Slide Shows

Robert tracks me down at a cafe. “Doc Holliday sent me some more artwork. And I wanted you to see it.”

I get him a cup of coffee and bring it over to the table. He pulls a big manila envelope out of his bag and hands it to me. I empty its content out in front of me. A couple of dozen slides fall out.

I hold one up. The words “Greece” and “Hellas” (in Cyrillic letters) are stamped into the little white frame. It looks like it came from an educational filmstrip or some other commercially available slide show. I hold it up to a light so that I can make out the picture. It’s an image of a Greek ruin.

We go through the little pile one slide at a time. I look at the slide and describe it to him, then pass it along to Robert.

“Oh, that’s Greece?

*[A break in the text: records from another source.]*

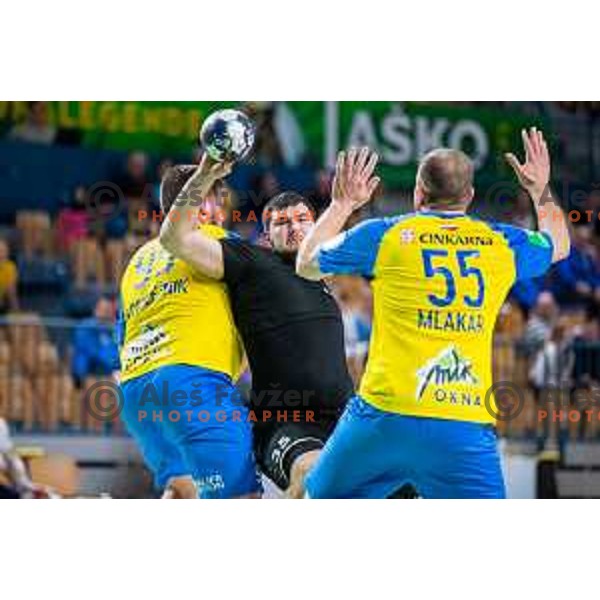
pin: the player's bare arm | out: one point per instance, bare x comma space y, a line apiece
353, 187
181, 237
534, 176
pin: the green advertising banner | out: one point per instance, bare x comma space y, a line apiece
403, 131
400, 131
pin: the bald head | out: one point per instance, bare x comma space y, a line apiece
445, 178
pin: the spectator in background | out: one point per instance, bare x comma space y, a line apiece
36, 129
95, 352
321, 195
75, 238
523, 212
541, 323
72, 221
9, 276
587, 348
15, 482
575, 281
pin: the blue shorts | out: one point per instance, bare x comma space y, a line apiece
189, 421
372, 454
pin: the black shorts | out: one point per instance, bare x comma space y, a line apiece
278, 445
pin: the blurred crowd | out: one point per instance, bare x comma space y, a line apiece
549, 331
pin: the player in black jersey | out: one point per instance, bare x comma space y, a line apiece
291, 328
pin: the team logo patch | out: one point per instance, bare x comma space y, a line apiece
449, 367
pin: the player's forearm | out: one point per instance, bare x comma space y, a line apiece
328, 226
552, 220
176, 227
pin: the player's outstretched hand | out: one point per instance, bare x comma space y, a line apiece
354, 184
214, 170
534, 175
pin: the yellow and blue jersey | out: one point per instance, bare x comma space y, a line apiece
439, 281
171, 315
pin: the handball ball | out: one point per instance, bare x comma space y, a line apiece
228, 135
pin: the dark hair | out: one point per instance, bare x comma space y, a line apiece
172, 183
446, 176
283, 201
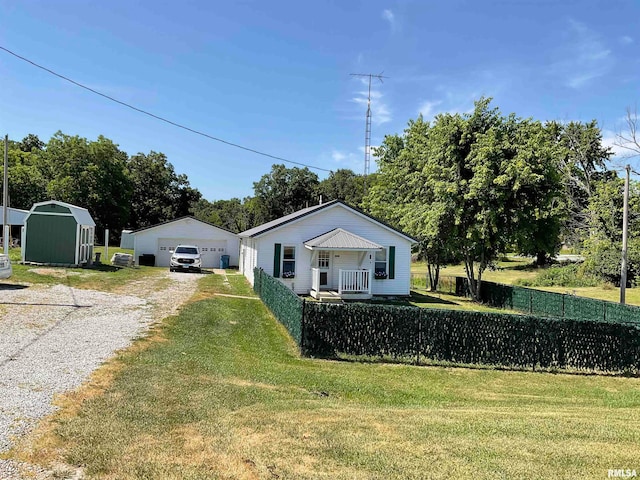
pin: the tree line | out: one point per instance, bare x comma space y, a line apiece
141, 190
474, 186
469, 187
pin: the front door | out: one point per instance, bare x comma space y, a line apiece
324, 265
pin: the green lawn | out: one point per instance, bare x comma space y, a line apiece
221, 392
508, 272
102, 277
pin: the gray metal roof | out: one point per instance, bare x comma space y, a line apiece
82, 215
15, 216
340, 239
292, 217
265, 227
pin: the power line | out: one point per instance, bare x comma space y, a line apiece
157, 117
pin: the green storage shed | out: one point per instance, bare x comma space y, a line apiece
58, 233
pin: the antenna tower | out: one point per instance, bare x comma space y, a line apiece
367, 131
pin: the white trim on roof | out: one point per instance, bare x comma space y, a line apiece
341, 239
182, 219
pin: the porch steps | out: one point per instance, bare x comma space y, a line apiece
328, 297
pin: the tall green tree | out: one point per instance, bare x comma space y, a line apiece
469, 185
159, 194
231, 214
90, 174
343, 184
583, 161
285, 190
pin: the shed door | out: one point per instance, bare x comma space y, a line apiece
210, 250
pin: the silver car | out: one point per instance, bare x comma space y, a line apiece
185, 257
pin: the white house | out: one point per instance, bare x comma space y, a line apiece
160, 239
330, 250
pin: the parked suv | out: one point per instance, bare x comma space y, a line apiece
5, 266
185, 257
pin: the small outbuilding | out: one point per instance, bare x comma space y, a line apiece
158, 241
58, 233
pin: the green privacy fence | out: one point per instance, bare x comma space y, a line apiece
522, 341
551, 304
285, 305
421, 334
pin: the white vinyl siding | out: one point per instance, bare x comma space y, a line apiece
156, 240
318, 223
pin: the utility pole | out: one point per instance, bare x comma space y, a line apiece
5, 197
367, 131
625, 229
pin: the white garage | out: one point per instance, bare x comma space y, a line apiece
212, 240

Interesting!” He squints carefully through the little window, letting it soak in. I’m not sure how much of the picture he can make out. (The word “Greece” will enter his vocabulary for a few days. “I was talking to this Greek guy . . .”)

There are a few more slides from the Greece series and there’s a batch of photos from Mt. Vesuvius, the captions printed on the frames are in Italian.

I come across the first personal slide in the collection and hold it up to the light, “This is a man. Who is this?”

“I don’t know.”

I look again and try to guess when the picture was taken based on the man’s clothes. Then I notice the fish. One would think that I’d notice the two foot long fish that he was holding out beside him in the classic, I caught this fish pose.

There were a few more images of the fisherman and his family and a batch of tourist photos – from Copenhagen according to the handwritten caption on the frames.

Robert will produce another pile of slides every day until his supply is exhausted. Though the subjects of the slides are limited to the Greece, Mt. Vesuvius, fisherman, and Copenhagen sets, each day’s show will be different.